The burden of comorbidities was high across all patient cohorts, and patients with cACLD required a greater number of inpatient services, outpatient visits, and the pharmacy fills compared to those without advanced liver disease. As disease severity increased, mean total annual costs also increased primarily due to higher inpatient services costs. In Italy, as in other EU countries, most of the healthcare costs for patients were attributed to NAFLD/NASH-related liver complications. Thus, the optimization of the non-invasive diagnosis of cACLD represents an urgent need in dysmetabolic liver disease. These advancements will play a crucial role in early detection, risk stratification, and effective management of highly prevalent liver diseases such as NAFLD/NASH and their progression.

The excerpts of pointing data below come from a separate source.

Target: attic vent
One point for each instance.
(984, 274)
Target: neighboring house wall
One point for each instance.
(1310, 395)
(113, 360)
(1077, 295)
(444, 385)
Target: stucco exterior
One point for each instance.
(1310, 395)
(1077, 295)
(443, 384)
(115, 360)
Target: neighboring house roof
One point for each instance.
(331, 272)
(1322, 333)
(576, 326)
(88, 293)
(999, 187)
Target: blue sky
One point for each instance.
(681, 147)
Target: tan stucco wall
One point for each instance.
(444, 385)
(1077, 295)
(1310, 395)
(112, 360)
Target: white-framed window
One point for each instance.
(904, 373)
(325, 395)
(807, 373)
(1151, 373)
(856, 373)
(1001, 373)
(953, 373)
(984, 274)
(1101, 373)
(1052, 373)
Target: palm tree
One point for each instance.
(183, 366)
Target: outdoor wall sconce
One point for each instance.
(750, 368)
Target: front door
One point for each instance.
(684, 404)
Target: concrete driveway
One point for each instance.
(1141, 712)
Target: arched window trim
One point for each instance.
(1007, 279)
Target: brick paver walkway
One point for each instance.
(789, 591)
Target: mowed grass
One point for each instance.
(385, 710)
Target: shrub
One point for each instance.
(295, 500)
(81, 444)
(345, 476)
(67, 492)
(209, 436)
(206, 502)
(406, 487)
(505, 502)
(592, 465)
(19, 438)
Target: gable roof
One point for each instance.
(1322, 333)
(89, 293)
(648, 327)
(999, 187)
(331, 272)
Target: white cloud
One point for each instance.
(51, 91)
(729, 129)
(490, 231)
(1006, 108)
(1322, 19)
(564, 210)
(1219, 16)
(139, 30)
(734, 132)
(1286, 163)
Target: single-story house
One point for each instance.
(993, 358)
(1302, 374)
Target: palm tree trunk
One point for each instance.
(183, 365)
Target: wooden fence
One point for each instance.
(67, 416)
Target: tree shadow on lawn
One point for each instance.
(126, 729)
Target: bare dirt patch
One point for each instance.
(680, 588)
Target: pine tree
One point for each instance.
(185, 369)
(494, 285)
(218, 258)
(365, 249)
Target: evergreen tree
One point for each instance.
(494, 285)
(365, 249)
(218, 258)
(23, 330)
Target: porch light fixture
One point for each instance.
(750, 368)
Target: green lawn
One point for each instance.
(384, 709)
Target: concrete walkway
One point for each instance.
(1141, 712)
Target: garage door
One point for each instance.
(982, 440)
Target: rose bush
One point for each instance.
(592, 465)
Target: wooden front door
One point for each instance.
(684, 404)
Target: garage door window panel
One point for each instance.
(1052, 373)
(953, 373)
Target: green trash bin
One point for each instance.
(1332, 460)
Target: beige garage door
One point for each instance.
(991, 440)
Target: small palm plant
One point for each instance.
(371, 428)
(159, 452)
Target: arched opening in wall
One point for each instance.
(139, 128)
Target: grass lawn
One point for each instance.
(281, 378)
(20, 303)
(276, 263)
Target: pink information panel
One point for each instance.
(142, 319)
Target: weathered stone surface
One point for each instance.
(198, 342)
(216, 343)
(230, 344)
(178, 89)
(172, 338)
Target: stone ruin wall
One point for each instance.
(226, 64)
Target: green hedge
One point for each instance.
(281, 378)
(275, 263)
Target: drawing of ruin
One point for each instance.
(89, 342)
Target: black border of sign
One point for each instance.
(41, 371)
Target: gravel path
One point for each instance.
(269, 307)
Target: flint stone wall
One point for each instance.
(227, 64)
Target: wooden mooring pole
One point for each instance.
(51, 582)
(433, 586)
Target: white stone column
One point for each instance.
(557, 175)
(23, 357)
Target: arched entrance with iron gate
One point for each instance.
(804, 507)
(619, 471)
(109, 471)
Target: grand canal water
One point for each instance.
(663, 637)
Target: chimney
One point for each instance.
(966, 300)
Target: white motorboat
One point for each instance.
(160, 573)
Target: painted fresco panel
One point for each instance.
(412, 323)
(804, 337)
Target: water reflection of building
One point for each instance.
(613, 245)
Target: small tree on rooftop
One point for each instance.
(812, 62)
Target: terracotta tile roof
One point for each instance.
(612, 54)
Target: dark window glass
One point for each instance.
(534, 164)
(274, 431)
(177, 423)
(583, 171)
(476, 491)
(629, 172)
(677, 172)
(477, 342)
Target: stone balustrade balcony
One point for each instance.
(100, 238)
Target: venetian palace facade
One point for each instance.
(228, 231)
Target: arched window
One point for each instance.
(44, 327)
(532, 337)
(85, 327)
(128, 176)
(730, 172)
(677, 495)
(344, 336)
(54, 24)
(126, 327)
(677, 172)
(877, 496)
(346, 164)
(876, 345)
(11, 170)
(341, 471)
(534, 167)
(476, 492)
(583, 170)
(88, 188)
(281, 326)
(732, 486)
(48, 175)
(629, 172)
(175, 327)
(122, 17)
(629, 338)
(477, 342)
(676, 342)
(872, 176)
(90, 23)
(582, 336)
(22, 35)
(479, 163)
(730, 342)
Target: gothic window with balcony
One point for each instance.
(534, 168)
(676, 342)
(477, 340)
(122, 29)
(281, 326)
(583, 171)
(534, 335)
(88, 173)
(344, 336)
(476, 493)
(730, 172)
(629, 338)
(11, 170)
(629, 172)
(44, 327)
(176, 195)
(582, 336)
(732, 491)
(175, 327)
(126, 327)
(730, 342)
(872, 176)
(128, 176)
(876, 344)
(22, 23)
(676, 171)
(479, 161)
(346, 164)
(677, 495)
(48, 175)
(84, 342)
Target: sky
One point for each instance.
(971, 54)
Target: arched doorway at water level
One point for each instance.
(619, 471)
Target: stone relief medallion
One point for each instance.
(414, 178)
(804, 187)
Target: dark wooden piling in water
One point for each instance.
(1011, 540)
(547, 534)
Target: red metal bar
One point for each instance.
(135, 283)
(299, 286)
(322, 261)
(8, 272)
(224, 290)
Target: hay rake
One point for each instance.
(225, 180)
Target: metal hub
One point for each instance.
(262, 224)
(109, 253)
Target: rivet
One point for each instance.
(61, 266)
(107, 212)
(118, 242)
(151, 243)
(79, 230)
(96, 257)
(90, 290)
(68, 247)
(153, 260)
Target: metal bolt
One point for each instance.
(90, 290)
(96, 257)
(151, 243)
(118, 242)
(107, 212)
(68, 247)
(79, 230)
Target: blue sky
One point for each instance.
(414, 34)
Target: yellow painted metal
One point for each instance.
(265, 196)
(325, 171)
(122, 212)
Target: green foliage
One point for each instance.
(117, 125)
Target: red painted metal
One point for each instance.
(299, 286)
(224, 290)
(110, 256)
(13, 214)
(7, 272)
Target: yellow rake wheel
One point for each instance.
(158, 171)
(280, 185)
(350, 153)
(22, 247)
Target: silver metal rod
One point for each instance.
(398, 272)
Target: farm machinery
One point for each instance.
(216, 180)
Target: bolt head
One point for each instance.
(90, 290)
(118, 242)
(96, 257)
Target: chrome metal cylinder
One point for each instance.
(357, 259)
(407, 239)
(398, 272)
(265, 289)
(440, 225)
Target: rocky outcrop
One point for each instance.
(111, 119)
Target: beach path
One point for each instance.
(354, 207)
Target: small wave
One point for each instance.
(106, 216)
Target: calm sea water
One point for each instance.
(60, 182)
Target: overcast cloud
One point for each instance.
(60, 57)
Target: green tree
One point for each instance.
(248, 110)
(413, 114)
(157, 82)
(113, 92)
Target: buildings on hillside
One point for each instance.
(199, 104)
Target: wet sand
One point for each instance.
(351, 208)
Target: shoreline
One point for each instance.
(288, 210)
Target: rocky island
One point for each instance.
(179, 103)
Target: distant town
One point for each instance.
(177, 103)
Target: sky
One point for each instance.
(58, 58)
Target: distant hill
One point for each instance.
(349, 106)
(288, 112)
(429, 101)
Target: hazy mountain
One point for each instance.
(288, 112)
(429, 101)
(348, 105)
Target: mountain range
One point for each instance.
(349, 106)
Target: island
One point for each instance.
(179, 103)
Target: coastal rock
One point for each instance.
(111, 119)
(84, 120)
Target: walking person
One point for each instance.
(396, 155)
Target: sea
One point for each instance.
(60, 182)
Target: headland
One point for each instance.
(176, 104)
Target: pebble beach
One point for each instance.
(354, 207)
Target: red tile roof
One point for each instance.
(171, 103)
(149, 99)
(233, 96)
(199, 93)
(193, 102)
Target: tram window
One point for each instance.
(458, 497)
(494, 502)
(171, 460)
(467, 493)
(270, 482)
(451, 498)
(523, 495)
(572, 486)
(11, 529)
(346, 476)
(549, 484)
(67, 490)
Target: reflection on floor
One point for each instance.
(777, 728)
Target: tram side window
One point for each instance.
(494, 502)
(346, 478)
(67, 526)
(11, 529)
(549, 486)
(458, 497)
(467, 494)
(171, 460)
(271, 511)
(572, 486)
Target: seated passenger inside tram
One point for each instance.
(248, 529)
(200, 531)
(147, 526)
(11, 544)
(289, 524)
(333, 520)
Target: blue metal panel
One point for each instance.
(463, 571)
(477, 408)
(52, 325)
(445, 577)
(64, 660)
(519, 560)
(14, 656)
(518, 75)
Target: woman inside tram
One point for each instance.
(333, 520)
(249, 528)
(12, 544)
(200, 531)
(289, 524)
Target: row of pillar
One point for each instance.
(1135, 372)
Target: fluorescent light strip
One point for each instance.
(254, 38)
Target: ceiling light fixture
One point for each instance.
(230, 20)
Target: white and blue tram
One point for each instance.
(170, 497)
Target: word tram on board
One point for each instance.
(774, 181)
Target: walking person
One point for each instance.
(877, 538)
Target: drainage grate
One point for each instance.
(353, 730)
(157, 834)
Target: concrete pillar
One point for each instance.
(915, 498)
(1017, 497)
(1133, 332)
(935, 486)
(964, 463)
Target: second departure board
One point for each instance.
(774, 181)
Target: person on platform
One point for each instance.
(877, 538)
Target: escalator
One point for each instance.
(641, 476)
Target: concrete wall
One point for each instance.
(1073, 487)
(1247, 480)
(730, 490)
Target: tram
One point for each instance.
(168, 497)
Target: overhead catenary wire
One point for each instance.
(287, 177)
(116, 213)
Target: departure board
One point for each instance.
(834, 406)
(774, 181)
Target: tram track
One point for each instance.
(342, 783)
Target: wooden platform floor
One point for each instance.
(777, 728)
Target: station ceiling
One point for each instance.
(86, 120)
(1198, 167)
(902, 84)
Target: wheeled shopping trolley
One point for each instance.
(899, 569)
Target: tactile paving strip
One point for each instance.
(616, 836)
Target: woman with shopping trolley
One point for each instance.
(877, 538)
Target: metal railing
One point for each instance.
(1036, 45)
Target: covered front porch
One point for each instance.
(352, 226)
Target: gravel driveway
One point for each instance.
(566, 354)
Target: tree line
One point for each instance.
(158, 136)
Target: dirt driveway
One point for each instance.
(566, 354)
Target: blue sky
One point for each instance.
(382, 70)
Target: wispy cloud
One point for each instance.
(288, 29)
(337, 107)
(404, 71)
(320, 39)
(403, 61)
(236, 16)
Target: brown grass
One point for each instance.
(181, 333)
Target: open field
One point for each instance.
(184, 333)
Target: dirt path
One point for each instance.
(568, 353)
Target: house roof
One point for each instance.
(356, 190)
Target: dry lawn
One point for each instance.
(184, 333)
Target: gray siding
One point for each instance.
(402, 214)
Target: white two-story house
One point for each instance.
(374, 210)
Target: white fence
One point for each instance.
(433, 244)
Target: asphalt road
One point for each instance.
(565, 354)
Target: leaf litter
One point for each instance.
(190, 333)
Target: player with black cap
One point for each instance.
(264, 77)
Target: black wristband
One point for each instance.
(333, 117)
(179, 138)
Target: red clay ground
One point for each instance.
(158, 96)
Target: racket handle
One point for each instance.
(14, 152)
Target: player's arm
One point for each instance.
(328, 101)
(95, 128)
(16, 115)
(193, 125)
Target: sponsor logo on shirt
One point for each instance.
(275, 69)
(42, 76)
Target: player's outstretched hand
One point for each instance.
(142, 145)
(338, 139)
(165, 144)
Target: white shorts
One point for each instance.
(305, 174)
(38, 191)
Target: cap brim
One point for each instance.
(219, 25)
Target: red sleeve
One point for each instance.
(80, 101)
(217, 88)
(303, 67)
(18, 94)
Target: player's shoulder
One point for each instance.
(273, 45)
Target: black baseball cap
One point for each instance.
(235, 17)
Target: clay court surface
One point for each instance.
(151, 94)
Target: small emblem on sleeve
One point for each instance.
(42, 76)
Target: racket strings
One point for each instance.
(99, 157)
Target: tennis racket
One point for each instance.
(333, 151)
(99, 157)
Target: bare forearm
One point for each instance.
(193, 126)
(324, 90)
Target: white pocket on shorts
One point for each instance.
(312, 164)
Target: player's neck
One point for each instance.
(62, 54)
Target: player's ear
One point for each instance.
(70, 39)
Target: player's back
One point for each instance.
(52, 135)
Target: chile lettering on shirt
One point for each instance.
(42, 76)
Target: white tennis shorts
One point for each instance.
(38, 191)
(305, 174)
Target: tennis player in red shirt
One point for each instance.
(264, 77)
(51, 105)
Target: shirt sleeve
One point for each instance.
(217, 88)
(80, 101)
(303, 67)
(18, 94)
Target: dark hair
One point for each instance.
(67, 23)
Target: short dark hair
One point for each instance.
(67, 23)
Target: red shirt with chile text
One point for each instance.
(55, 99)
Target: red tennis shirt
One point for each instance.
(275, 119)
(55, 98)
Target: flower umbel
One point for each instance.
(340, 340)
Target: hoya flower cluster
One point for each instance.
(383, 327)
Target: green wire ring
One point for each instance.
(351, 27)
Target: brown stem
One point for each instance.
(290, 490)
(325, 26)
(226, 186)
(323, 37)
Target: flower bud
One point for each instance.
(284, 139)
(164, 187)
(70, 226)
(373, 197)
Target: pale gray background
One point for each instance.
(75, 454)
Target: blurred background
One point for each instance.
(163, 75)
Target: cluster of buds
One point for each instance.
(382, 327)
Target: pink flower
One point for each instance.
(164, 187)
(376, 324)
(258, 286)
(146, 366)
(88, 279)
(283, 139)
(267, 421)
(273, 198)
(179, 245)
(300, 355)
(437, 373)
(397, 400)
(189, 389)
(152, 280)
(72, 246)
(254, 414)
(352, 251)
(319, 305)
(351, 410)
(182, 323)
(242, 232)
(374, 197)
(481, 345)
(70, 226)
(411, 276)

The study aims to significantly enhance diagnostic innovation and contribute to the existing literature on the stratification of cACLD caused by metabolic-dysfunction liver disease, a major factor leading to cirrhosis, liver cancer, and liver transplant in individuals with non-communicable diseases. By integrating radiomics, digital pathology, non-invasive scores, and omics the results are expected to provide novel evidence for diagnostic advancements.
The incorporation of AI is anticipated to lead to more efficient diagnostic management, effectively addressing the impact of cACLD on healthcare systems. The outcomes of this research will yield a substantial database and intellectual content, both of which will be made available to the scientific community and multiple stakeholders, including patient associations, policymakers, healthcare providers, and industry players.
The primary goal is to foster innovation in diagnostics and mitigate the impact of cACLD on national health systems. By accurately predicting individuals at higher risk of liver or extra-hepatic complications, this study aims to revolutionize diagnostic methods, ultimately leading to improved patient outcomes and resource optimization in healthcare settings.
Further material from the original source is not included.